I work in a University setting and I love it! The one thing I miss is direct contact with K-12 students. Tutoring is the perfect solution! I have tutored students in all grades, but most recently have worked on Reading and Organization/Study Skills with students 4th grade and up. For children and teenagers, I believe motivation is essential for learning, so we will select texts together (when possible) and develop an interactive tutoring plan to increase engagement and learning.
Education & Certification
Undergraduate Degree: Barry University - Bachelors, Education
Graduate Degree: Syracuse University - PHD, Cultural Foundations of Education Special Education
kayking, watching my son's sports games, hiking, reading, hanging out with friends
Q & A
How can you help a student become an independent learner?
The new lingo here is "Gradual Release of Responsibility." This involves modeling a skill/strategy (the number of times this is necessary will vary depending on the student, the skill, the content, and other variables), doing it together and then working toward student independence.
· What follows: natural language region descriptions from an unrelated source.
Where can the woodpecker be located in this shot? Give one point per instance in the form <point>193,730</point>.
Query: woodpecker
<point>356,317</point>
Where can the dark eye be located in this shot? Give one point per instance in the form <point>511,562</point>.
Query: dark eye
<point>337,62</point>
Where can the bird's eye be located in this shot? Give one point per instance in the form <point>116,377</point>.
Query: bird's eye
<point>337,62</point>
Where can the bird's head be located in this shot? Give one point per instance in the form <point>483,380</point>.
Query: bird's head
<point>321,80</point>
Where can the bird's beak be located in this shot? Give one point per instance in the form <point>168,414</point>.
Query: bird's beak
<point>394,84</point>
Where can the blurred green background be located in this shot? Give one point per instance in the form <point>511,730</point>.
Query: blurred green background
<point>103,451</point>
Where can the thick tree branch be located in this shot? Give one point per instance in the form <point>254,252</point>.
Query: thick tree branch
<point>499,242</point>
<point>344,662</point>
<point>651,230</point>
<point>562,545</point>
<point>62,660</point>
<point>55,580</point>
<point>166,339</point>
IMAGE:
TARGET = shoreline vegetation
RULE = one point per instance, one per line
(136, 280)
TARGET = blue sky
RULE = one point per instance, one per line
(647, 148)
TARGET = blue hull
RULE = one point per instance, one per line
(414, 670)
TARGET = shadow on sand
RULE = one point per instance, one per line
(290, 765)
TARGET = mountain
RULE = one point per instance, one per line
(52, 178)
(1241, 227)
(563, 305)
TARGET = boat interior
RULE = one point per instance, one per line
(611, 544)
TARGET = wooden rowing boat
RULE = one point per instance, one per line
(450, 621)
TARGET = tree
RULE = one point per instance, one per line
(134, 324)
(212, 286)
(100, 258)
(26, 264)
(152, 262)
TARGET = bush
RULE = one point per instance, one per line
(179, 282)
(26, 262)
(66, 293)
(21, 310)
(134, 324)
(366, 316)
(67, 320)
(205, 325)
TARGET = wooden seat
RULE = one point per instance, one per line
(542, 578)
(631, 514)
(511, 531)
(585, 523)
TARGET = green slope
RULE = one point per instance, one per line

This is a process!
What is your teaching philosophy?
Students must make materials their own - so they have to connect to the content in a meaningful way. This could involve drawing a picture or relating information about a war to their family history. Hanging content on one's own "mental tree" is important in making things make sense to an individual, given their background and experiences, it aids in retention and motivation. Use of visuals, hands-on materials, and providing students with choice (content and/or process) are important in effective learning.
What might you do in a typical first session with a student?
Get to know his/her interests, passions, learning preferences, and strengths and weaknesses.
How would you help a student stay motivated?
By providing early and frequent successes. This often involves breaking down material and/or a process into manageable parts. Using visual cues and step-by-step approaches that can be used across disciplines can be helpful in keeping students motivated, because they are not overwhelmed by having to always learn new strategies. Setting manageable goals and helping students to reach them is a great way to stay motivated!
If a student has difficulty learning a skill or concept, what would you do?
I would break the skill or concept into smaller parts. I would use the student's strongest modality (e.g., visual, auditory, kinesthetic) to deliver and/or have him/her demonstrate the content.
How do you help students who are struggling with reading comprehension?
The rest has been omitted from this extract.